OLEH: Khoeri Abdul Muid
Langit sore itu merona jingga, seperti hati seorang ibu yang penuh cinta namun menyimpan luka yang dalam. Di sudut restoran #RnBGrillResto, seorang wanita paruh baya bernama Bu Ratna duduk dengan anggun. Wajahnya lembut, senyumnya menenangkan, tetapi ada jejak keletihan yang tak bisa disembunyikan.
Sebelumnya, meja itu penuh tawa. Tiga anaknya datang, membawa sebuket anggrek lilac, pink, dengan semburat biru. Cantik dan segar, seperti doa-doa yang ia kirimkan setiap malam untuk mereka.
"Selamat Hari Ibu, Ma!" seru Nisa, putri sulungnya, dengan mata berbinar.

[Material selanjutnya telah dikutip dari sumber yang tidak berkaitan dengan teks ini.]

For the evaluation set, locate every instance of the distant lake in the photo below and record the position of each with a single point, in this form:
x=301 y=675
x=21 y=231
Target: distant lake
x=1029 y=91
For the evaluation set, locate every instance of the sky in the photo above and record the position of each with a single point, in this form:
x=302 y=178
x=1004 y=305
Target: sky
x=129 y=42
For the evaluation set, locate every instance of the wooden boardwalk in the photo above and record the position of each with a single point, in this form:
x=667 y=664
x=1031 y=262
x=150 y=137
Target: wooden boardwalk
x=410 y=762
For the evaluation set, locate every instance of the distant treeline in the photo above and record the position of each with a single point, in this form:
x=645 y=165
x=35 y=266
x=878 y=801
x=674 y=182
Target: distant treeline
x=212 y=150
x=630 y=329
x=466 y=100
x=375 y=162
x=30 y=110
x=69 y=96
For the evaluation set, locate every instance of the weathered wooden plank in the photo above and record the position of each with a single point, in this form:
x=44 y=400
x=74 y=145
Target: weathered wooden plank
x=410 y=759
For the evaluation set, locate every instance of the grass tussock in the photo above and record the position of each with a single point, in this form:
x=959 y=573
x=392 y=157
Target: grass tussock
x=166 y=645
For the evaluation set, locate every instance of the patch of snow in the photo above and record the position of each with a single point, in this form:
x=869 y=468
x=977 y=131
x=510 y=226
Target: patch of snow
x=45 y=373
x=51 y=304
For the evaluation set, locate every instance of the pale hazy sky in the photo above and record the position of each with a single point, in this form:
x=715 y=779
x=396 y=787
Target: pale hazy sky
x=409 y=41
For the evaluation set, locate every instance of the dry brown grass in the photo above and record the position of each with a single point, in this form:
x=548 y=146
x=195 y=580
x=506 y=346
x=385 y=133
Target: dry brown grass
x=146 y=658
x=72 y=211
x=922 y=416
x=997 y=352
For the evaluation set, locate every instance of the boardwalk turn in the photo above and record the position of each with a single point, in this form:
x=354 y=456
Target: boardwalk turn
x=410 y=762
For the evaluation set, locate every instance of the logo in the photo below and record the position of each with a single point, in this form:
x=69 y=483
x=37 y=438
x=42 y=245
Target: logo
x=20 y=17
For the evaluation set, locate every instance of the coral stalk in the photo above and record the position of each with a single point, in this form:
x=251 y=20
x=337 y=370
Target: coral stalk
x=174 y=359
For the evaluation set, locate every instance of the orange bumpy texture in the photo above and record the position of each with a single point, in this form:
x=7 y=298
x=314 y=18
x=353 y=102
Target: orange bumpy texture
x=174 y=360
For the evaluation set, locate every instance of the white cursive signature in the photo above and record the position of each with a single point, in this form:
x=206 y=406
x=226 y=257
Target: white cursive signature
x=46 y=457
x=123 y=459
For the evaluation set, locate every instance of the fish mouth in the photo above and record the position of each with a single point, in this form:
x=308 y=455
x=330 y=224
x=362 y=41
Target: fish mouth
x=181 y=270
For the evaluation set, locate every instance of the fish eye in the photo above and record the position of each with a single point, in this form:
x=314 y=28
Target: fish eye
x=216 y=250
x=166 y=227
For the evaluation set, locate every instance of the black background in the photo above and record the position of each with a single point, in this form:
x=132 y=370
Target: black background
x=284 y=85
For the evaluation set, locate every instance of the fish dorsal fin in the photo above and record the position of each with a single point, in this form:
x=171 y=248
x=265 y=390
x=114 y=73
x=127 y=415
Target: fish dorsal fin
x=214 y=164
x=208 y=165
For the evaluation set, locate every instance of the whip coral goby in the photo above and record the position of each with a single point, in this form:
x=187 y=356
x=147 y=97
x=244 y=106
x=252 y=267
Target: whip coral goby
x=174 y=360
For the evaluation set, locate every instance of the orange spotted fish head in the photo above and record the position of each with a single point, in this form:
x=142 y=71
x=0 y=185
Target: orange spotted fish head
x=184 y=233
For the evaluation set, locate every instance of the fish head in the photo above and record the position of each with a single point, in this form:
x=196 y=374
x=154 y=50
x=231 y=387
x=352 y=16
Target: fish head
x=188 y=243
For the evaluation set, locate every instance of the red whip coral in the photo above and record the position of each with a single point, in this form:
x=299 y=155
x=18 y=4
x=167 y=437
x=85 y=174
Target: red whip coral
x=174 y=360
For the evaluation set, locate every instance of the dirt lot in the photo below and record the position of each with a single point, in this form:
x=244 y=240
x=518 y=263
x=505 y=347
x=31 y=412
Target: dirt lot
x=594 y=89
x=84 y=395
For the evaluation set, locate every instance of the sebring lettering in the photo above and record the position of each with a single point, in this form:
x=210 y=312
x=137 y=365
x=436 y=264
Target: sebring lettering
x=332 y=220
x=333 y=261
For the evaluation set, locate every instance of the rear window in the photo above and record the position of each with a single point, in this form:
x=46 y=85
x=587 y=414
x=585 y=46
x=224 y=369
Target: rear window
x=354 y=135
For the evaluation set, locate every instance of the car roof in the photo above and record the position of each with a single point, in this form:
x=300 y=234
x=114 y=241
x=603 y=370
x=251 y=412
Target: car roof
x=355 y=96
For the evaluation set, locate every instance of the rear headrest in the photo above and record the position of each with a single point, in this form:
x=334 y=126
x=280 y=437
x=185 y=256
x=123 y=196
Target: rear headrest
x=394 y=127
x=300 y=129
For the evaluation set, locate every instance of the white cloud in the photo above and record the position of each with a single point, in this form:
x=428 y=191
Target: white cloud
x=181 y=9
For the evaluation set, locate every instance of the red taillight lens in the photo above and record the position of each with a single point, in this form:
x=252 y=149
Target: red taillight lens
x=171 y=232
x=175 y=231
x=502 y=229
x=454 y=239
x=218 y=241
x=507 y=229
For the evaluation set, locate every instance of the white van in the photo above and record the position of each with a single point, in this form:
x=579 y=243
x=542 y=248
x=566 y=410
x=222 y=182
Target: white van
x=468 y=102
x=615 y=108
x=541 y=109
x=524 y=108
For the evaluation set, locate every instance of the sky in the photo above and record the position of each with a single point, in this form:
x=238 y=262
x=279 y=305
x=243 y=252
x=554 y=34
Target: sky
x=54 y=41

"Bunga ini spesial banget, Ma! Mirip kayak yang dulu kita tanam di taman belakang," tambah Reza, si anak tengah yang biasanya pendiam.
Bu Ratna tersenyum, menyembunyikan haru yang membuncah. Ia membelai bunga itu perlahan. "Cantik sekali... Terima kasih, Nak. Telimakaciii..." katanya dengan nada ceria.
"Makmal dulu dong, Bu!" Arya, si bungsu yang ceria, menimpali sambil tertawa.
Mereka memesan makanan. Sup goulash legendaris dari Hungaria menjadi hidangan pertama. Bu Ratna tersenyum kecil saat melihat anak-anaknya berebut mencicip steak wagyu sirloin.
Namun, tiga bulan sebelumnya, keadaan sangat berbeda. Rumah Bu Ratna sunyi. Nisa jarang pulang karena kariernya sebagai desainer interior di kota besar menyita waktu. Reza sibuk mengelola usahanya. Arya, yang baru kuliah, jarang ada di rumah karena lebih sering bersama teman-temannya.
Hujan deras malam itu menjadi saksi kepedihan Bu Ratna. Ia duduk di ranjangnya, memegang rosario tua milik ibunya. Tubuhnya bergetar saat ia mendaraskan doa, tetapi air matanya tak dapat ditahan.